В этом дворе понедельничным утром произошло никем не отмеченное событие, дальнейшее развитие которого коснулось и Лазаревских.

Вчера на имя Лаубе прибыла телеграмма, которую передал хозяину дома глухой хаусмейстер[2] Иоганн. Телеграмма была лаконична: «Выезжаю Вену Катчинский». Прочитав ее, Лаубе потер пухлые руки, усмехнулся и приказал Иоганну привести в порядок бывшую квартиру Катчинского.

Старик с полудня до вечера добросовестно выколачивал пыль из ковров и дорожек, натирал мастикой пол. Он был искренне рад возвращению старого жильца.

До войны Лаубе был крупным домовладельцем. В различных районах города ему принадлежало пятнадцать доходных домов. Кроме того, Лаубе владел десятком кабаре и варьете, среди которых «Мулен руж», «Кривой фонарь» и «Триумф» были наиболее популярны в городе. В подчинении Лаубе находился штат директоров, управляющих, доверенных. Они были посредниками между шефом и жителями его домов, съемщиками складов и магазинов, танцовщицами, акробатами и фокусниками.

Все, кто в какой-то мере зависел от Лаубе, знали, что шеф не допускает просрочки расчетов хотя бы на день. Деньги за квартиры, выручки из касс в определенное время приносили в кабинет Лаубе. Шеф лично пересчитывал все до последнего гроша и складывал в сейф, занимавший почетное место в кабинете. Затем деньги переправлялись в банк.

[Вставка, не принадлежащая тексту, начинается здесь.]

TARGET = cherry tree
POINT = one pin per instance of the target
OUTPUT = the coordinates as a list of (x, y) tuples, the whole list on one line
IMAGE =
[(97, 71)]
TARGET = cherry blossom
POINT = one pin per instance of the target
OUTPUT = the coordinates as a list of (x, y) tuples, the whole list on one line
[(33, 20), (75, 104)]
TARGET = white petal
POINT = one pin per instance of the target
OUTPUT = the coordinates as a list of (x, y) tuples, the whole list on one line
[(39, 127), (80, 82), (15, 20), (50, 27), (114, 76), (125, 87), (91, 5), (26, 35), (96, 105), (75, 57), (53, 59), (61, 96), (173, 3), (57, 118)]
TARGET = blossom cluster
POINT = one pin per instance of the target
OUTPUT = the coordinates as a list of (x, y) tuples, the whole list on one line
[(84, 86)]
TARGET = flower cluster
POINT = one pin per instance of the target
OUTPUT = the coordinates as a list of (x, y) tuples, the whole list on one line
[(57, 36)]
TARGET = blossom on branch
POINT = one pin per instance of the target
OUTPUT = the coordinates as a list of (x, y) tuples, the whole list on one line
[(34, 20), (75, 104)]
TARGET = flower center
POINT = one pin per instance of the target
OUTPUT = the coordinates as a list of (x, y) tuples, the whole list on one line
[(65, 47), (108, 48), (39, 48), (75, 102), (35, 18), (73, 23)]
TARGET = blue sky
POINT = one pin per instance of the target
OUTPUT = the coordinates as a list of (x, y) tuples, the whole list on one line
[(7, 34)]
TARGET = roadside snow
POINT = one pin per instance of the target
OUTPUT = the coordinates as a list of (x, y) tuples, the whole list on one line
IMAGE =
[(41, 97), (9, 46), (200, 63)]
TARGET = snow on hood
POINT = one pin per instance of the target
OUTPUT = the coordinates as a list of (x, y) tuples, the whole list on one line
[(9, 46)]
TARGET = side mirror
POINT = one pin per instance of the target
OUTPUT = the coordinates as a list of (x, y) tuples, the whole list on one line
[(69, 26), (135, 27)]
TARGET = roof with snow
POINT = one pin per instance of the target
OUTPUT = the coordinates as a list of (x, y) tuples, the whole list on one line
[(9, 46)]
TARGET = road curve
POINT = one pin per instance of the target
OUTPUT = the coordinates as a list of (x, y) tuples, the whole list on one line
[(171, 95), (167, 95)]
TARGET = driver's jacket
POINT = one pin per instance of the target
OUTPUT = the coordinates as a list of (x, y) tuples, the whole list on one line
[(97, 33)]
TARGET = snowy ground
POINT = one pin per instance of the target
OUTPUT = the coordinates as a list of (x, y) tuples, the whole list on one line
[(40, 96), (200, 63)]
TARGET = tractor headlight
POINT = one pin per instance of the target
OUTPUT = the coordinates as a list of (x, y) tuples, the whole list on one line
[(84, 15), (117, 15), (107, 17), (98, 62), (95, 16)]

Лаубе был честолюбив и жаден к жизни. Он мечтал стать некоронованным королем Вены — человеком, который мог бы с полным основанием назвать себя хозяином города. К этой цели он стремился, скупая дома; жил он широко, часто устраивая у себя вечера и обеды. Неизменными их участницами были молодые актрисы из варьете и кабаре, которые не считали возможным отказать шефу в его любезной просьбе «поскучать с ним вечер».

За благосклонность Лаубе благодарил женщин. Его избранницы рекламировались и оплачивались несравненно лучше тех, на кого не падало внимание шефа.

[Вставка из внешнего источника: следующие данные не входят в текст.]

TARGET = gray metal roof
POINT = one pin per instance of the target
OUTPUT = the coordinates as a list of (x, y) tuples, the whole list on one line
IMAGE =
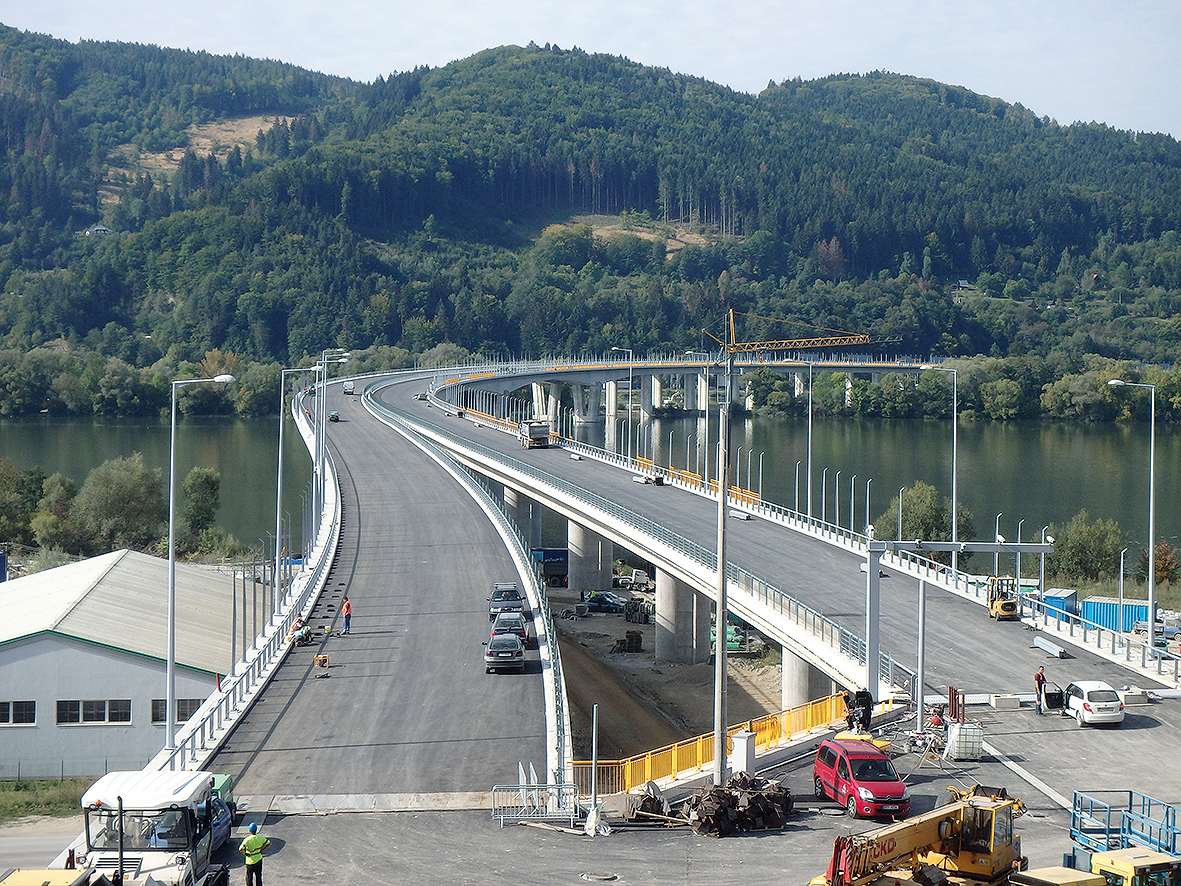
[(121, 600)]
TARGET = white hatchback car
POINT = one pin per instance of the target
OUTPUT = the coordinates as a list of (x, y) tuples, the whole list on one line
[(1093, 703)]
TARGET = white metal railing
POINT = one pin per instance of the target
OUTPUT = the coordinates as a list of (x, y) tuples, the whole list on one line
[(202, 735), (559, 753), (665, 545)]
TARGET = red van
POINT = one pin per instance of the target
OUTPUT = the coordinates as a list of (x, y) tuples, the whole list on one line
[(860, 777)]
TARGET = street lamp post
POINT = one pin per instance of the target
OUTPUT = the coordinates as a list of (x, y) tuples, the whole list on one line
[(1017, 565), (1152, 501), (809, 442), (954, 461), (721, 605), (1120, 623), (853, 502), (279, 488), (630, 367), (797, 489), (1041, 575), (170, 664), (331, 354), (996, 556)]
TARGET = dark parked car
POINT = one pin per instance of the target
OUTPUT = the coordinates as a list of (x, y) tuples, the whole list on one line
[(504, 651), (506, 598), (513, 623), (604, 603)]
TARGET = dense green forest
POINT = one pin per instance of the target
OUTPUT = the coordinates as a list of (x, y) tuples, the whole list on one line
[(535, 200)]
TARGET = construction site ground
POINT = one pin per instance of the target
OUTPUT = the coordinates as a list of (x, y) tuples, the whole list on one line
[(645, 704)]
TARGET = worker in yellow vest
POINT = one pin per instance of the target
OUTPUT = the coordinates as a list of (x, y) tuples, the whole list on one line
[(252, 847)]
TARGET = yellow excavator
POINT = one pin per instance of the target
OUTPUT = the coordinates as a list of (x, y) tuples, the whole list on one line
[(970, 840), (1003, 598)]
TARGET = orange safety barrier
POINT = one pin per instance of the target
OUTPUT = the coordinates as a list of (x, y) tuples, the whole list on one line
[(693, 755)]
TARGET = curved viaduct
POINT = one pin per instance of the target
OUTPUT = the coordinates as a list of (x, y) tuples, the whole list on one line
[(403, 716)]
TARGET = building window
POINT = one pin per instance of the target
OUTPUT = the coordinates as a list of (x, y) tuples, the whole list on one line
[(184, 709), (95, 710), (18, 712)]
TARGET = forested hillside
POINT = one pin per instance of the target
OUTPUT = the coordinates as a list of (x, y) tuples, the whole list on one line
[(447, 207)]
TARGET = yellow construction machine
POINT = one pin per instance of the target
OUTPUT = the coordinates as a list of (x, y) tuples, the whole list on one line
[(1003, 598), (970, 840)]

Стены квартиры Лаубе были увешаны фотографиями молодых женщин в балетных пачках, в костюмах испанских гитан, в бальных платьях и полуобнаженных.

Десять лет назад в одном из концертных залов города выступил молодой пианист Лео Катчинский. Музыкальные авторитеты Вены прочили ему большую будущность. Однако пианист, живший в одном из домов Лаубе, заинтересовал шефа вовсе не блестящим исполнением Моцарта.

В Лео Катчинского влюбилась дочь известного венского ювелира Винклера. Отец ее, крупный богач, и слышать не хотел о браке дочери с каким-то голышом-поляком. По его мнению, красавица Фанни была достойна лучшего жениха. Того же мнения придерживался и Лаубе. Но так как Винклер был заклятым его врагом, то он решил использовать любовь Фанни к музыканту для мести. Он предложил Фанни крупную сумму под солидные проценты. Не видя иного выхода, Фанни согласилась ее принять. Винклер позднее, боясь огласки, выплатил долг дочери и проценты.

Желая покруче насолить Винклеру, Лаубе застраховал руки Катчинского в обществе «Колумбия» в двести тысяч долларов, взяв с пианиста письменное обязательство, что в случае, если тот получит когда-нибудь страховую премию, он, Лаубе, имеет право на ее половину. Это создало Катчинскому рекламу. Слушать пианиста, руки которого стоят так дорого, пожелала Америка.

Фанни и Катчинский отправились в свадебное путешествие, сопровождаемые проклятиями разгневанного Винклера. Лаубе торжествовал.

Катчинского не было в Вене десять лет. За это время многое изменилось. После аншлюсса Лаубе продал почти все свои дома и вложил капитал в акции одного предприятия, которое должно было работать на войну. Фюрер бросал вызов миру, и Лаубе жил в предвкушении огромных прибылей. Он восторгался успехами германской армии на Западе. Затем война перебросилась на Восток, долго бушевала далеко от Вены: на Украине, в донских и кубанских степях, у гор Кавказа, на берегу Волги. Лаубе казалось, что мечты его на грани осуществления. Но Сталинград сломил армию фюрера. Она стала откатываться на запад. Вена узнала, что такое затемнение, как рвутся фугаски. Кукование, доносившееся из репродуктора, — сигнал о воздушной опасности, — как вихрь, сметало все живое с улиц, заставляло укрываться в подвалы и бомбоубежища.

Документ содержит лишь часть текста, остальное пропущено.